Elvis et Nixon, de Liza Johnson

(crédit photo: Steve Dietl)

A little less conversation

Il y a trois genres de rencontres : les rencontres célèbres, passées à la postérité, les rencontres secrètes, et les rencontres qui sont en même temps célèbres et secrètes. Parmi ces dernières il y a la rencontre entre Elvis Presley et Richard Nixon qui se déroula en décembre 1970. Un face à face entre deux géants de l’histoire américaine contemporaine qui est d’autant plus incroyable qu’il est avéré.

Le long-métrage, dirigé avec brio par Liza Johnson, est porté par les acteurs, Michael Shannon et Kevin Spacey, tous les deux formidables.
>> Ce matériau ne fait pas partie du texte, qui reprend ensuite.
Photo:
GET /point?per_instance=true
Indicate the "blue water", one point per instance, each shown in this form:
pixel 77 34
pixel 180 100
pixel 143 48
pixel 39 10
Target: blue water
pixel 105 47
Shannon affirme une fois de plus sa capacité à interpréter des rôles très différents. C’est un géant non seulement pour sa taille mais aussi par son talent. Son Elvis est charismatique, poignant, et un peu mélancolique. Kevin Spacey est désormais parfaitement à son aise dans le rôle du leader charismatique (ce qui est sans doute normal après son interprétation magistrale de Frank Underwood) : il est la copie parfaite d’un des présidents d’Amérique les plus contestés et contestables. Les deux acteurs ne fournissent jamais une caricature des deux personnages. Les pieds par terres, leur jeu est rock mais pas trop, toujours réaliste.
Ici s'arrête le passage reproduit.